Similarly, restaurants and other small businesses also rely on calling Google’s digital-mapping API to display location information, the complaint adds. Per the suit, embedding digital-mapping APIs into a website allows a customer to both locate a business without opening a separate app or web page and be sure that they are seeing the correct business.
“These are all crucial details when a customer is considering whether to patronize a small business, where even small friction can mean loss of a sale,” the case stresses.
The lawsuit says that although the costs of “calling” Google’s Maps APIs—$2 for 1,000 calls to the Maps Static API, $2 for 1,000 calls to the Maps JavaScript API, $5 for 1,000 calls to the Routes Directions API and $17 for 1,000 calls to the Places Place Details API—are small on their own, they add up quickly for small businesses and are often beyond the control of the purchaser. The suit notes that the costs small businesses pay ultimately depend on how often a user accesses or reloads a website.
Although Google for years offered a free tier for its digital-mapping APIs, the company during that time acquired potential competitors, such as Waze, the complaint says. Around May 2018, the company introduced a “pay-as-you-go” pricing plan for its core mapping APIs, reducing the number of free Maps API calls a client could make from 25,000 per day to around 930 per day, according to the case. The lawsuit says developers told the House Antitrust Subcommittee that the change amounted to a price increase of 1,400 percent.
The suit additionally alleges that Google’s terms of service prohibit customers from using any Google Maps API or component along with any API or component provided by any other digital-mapping service or provider.
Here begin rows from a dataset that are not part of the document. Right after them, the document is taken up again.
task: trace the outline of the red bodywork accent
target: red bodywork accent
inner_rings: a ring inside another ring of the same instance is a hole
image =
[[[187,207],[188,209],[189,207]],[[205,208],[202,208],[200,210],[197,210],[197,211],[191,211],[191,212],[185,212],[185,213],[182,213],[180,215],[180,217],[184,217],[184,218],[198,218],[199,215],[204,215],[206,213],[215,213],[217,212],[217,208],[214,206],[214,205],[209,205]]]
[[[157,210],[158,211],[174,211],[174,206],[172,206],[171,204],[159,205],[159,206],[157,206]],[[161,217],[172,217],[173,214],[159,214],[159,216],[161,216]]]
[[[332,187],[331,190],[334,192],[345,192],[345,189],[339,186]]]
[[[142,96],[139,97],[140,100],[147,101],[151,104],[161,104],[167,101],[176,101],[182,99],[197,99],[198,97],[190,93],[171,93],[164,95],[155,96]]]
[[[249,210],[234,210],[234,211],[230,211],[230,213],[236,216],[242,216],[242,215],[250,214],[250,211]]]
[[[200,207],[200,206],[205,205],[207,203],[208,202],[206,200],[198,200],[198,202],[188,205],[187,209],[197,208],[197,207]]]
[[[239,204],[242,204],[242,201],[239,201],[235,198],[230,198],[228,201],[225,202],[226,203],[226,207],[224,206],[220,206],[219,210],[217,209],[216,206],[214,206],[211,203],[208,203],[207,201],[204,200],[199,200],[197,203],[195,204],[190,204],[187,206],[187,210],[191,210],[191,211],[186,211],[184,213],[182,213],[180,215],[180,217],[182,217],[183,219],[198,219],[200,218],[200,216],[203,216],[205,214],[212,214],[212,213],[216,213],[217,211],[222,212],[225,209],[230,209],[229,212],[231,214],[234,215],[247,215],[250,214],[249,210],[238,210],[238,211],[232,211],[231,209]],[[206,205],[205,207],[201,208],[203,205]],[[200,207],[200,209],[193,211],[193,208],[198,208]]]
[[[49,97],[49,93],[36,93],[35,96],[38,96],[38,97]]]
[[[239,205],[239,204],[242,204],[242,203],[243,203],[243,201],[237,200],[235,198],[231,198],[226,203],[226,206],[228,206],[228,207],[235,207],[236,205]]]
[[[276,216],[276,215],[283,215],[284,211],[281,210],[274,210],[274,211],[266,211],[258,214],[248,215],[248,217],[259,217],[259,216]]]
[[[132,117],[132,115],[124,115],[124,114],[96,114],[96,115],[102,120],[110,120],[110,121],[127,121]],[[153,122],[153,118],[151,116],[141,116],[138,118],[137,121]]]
“This unlawful tying and monopolistic behavior has resulted in concrete damages to app and website developers and all other direct users (or those who used them through a pass-through entity or website that passed all of the costs to them) of Google’s digital-mapping APIs, in part through anticompetitive price hikes, forcing users to purchase separate Google products,” the lawsuit alleges.
The plaintiffs, a California-based digital advertising company, a Texas-based app developer and a Pennsylvania online auto parts shop, say that their lawsuit is “not about punishing an innovative company that is reaping the rewards of its well-deserved success through large size and power,” but instead an effort to stop “a massive company” from engaging in tying and “monopolistic maintenance and exclusionary actions” with regard to certain products and services to stifle competition.
The case looks to represent all direct purchasers, app or website developers or other users of Google’s Maps APIs, Routes APIs or Places APIs who spent money or had their free-tier credits consumed more rapidly because of the “anticompetitive” allegations described here, as well as other types of users who “continue to experience anticompetitive harm” as a result of the alleged conduct.